Don’t measure any channel in isolation, look at the bigger picture

This brings me nicely to my next point, if you’re running brand awareness campaigns yet still measuring PPC success on CPA or ROAS, you’re going to get a distorted view of what’s working.

In times of economic uncertainty, it’s natural for businesses to double down on measurement and reporting – that makes sense, but it’s important as marketers we’re equipped to shine a light on the right metrics.

If you’re only focusing on performance targets, be aware that adding in brand awareness campaigns will inflate CPAs and reduce ROAS. As mentioned, a combination of performance and brand awareness campaigns can generate lifts across other channels, so it’s important that when trialling brand awareness activity – you measure total digital performance, and you’re aware that PPC performance may look down year-on-year but overall, the growth is there.

Importantly, make sure that your tracking and reporting is set up accurately – audit your Google Analytics account and ensure all goals are firing and there are no data inaccuracies. You should have reporting setup for across the conversion path and for assisted conversions, to give you a true reflection of what’s working.

It might take longer for customers to convert during this period – as consideration around what they spend their money on becomes more of a focus, so monitor your paths to conversion closely and understand the channel mix that’s supporting those sales. Whilst it may seem on the surface to make financial sense to pause a few channels, be aware that these could have a detrimental effect on the performance of other channels.

Setup data sharing between your channel teams, too. It’ll be important from a PPC perspective for example to understand what products and keywords are performing well from an organic perspective so paid activity can support this, or can focus on other products for more product coverage.

Understand recession psychology and feed into your targeting and messaging

There’s a lot of research and articles on consumer behaviour during recessions and economic downturn, it’s important that you understand how the situation is going to impact your audience and customers and change your activity to adapt.

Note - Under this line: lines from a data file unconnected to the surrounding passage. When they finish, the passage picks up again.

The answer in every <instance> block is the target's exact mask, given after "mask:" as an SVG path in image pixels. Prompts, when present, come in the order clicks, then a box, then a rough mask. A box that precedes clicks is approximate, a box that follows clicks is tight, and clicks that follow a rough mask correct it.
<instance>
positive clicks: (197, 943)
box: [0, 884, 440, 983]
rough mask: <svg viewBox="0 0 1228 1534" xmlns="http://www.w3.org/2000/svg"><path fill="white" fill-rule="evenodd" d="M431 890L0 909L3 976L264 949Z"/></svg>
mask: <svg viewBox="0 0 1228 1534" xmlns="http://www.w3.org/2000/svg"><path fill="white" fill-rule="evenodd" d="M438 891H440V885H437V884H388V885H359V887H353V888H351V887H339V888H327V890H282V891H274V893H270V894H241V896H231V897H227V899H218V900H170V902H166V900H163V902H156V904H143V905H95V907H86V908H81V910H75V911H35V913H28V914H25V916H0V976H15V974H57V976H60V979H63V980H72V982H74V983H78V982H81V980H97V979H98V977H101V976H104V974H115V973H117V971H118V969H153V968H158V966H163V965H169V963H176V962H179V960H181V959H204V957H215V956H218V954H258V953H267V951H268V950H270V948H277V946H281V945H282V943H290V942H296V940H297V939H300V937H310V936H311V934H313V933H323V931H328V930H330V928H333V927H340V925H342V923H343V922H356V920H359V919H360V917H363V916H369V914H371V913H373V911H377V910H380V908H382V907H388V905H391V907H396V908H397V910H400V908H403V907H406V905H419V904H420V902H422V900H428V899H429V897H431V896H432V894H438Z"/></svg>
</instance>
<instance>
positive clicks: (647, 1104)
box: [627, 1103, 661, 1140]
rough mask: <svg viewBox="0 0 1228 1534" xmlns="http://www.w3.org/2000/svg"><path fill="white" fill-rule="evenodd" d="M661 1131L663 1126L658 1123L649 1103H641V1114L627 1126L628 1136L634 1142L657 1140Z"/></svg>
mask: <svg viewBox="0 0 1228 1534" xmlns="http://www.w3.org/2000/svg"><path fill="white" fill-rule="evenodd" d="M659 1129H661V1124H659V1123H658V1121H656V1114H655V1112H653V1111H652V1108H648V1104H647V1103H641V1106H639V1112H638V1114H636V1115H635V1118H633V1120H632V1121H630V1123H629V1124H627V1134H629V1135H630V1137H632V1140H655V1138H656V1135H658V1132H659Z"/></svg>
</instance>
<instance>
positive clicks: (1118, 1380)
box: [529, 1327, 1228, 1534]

For example, could you focus campaigns on essential products in the short term and ‘treat products’ as you get closer to Black Friday and Christmas? Look at the layout of your products on your landing pages too, you might want to put the more affordable products at the top for example.

A big part of this will be close monitoring of your performance and the wider market, understand what product trends there are and look at margins more closely during this period. From a business profitability point of view, what does it make sense to push?

Metrics such as average order value (AOV) may decrease as people look to spend less, so what can you do from a PPC perspective to counteract this – selling more of your cheaper products as an example.

Don’t be afraid to trial new audiences

As I’ve said, keeping activity the same just isn’t going to work throughout this period. Depending on what industry you’re in, your target audience might change due to your price point, so it’s important to continually test new audiences. You might find there is more demand for your products, so you can expand your targeting options.

If you’re monitoring your sales performance and customers closely, you should feed this information into your PPC team. If you can, it’d be a good idea to run focus groups during this period to get a clearer idea of who your ideal customer base might be.

It’d also be a good idea to collaborate more strongly with other channels; you can create audiences off the back of other channels, for example affiliates, social media or email.

Most importantly – act now

As a final note, don’t wait for campaigns to stop performing before you frantically change tactics – there might be opportunities in new audiences and product trends that you can take advantage of now.

Start getting the wheels in motion for collaborating more strongly between channels, monitoring performance and trends on a closer basis, reporting on the full conversion path and total digital performance and trialling new messaging and audiences.

It could be the shift you need to get your brand successfully through the other side.